Vous avez effectué un démarrage en trombe avec le restaurant Bestial, à Grass. Comment se portait-il avant le confinement?

«Il se portait très bien! Le restaurant a été pris d’assaut dès son ouverture et n’a jamais désempli. Avec l’équipe Bestial, nous avons corrigé les erreurs commises au démarrage, et nous avons réussi à faire connaître la formule un peu particulière du restaurant: petit-déjeuner le matin, buffet le midi, à la carte le soir, et brunch le dimanche. Ce qui attire une clientèle très différente, selon les moments de la journée. Le but pour moi est de faire connaître à tout le monde ma viande de qualité, sans chichis, et les bons petits plats du terroir luxembourgeois. 

Quel est l’impact de la crise sanitaire sur votre activité en général? Que proposez-vous encore au public?

«L’impact est très lourd. Vous savez que nous avons investi dans notre site d’exploitation à Grass, qui était opérationnel depuis quelques mois quand cette crise inédite est arrivée.
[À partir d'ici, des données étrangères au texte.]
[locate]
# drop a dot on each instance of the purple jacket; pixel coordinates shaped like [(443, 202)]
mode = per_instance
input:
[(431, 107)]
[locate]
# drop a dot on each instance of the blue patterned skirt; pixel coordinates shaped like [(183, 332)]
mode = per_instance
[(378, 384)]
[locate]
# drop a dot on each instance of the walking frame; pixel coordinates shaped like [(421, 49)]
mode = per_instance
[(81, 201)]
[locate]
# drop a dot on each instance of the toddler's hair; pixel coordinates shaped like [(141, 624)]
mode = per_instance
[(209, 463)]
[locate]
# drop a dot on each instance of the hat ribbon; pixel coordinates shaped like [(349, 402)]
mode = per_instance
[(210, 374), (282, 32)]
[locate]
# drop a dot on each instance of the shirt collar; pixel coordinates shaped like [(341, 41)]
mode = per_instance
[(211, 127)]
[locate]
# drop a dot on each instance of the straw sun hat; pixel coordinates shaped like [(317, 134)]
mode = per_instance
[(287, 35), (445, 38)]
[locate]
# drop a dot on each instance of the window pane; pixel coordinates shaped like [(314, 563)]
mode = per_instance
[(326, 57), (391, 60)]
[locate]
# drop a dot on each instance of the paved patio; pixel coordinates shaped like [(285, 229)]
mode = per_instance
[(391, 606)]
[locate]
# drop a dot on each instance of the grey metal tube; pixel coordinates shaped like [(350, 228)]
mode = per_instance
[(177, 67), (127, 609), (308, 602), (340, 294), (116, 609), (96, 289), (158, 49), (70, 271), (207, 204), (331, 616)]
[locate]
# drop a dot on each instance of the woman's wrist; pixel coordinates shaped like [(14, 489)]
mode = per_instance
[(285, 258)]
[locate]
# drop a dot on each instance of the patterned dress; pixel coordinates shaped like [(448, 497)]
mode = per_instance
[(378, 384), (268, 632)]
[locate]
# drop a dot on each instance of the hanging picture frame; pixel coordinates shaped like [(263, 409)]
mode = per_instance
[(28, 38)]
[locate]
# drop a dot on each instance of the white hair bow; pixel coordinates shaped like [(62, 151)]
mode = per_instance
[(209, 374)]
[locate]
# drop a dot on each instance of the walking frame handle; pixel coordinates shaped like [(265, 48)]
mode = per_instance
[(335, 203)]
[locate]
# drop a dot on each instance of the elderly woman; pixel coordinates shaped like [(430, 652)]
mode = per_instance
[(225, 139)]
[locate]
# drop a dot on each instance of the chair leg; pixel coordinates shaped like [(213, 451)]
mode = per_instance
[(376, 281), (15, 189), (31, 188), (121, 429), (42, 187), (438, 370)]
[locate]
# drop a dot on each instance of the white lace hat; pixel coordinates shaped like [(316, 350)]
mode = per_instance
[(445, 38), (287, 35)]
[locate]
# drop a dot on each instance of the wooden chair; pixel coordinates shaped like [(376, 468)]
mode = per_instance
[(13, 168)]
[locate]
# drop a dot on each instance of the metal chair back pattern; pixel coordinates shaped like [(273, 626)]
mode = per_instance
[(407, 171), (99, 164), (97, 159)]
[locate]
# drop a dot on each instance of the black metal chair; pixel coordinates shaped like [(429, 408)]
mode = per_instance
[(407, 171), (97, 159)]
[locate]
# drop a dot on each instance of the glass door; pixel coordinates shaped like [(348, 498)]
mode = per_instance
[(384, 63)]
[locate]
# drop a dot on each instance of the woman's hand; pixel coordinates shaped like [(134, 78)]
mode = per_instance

C’est un choc important, auquel nous essayons de faire face avec courage et espoir de reprise. Du côté de Kirsch le Boucher, nous fonctionnons ‘normalement’ car l’activité n’a pas été brutalement stoppée, mais l’impact se fait sentir avec l’arrêt des restaurants que nous fournissons. Notre département traiteur est touché de plein fouet: les crèches et les écoles que nous approvisionnons d’habitude sont fermées. Toutes les fêtes de village auxquelles nous sommes régulièrement associés sont annulées sans report possible. . C’est donc 100% d’inactivité pour ce département, qui souffre fortement de la situation. Du côté de nos restaurants, Aal Schoul, à Hobscheid, est fermé. Bestial, par contre, propose une carte de plats à emporter ou à se faire livrer, avec des menus pour le dimanche et les occasions spéciales. Notre volonté est de continuer à servir nos clients et de permettre à nos employés de travailler, même en partie. Nous ne pouvons pas nous permettre de baisser les bras! 

Quel serait votre projet de collaboration de rêve?

«J’adore les tables étoilées et les découvertes culinaires... Mais si je devais aujourd’hui rêver d’une collaboration, ce ne serait pas avec quelqu’un de célèbre. Plutôt avec un fermier local avec lequel je pourrais faire l’élevage et l’abattage de façon autonome. Bœuf, porc, poulet, agneau... Je proposerais la viande et les charcuteries d’après ce que la petite ferme pourrait produire. Ni plus ni moins. Un retour aux sources, tout simplement!»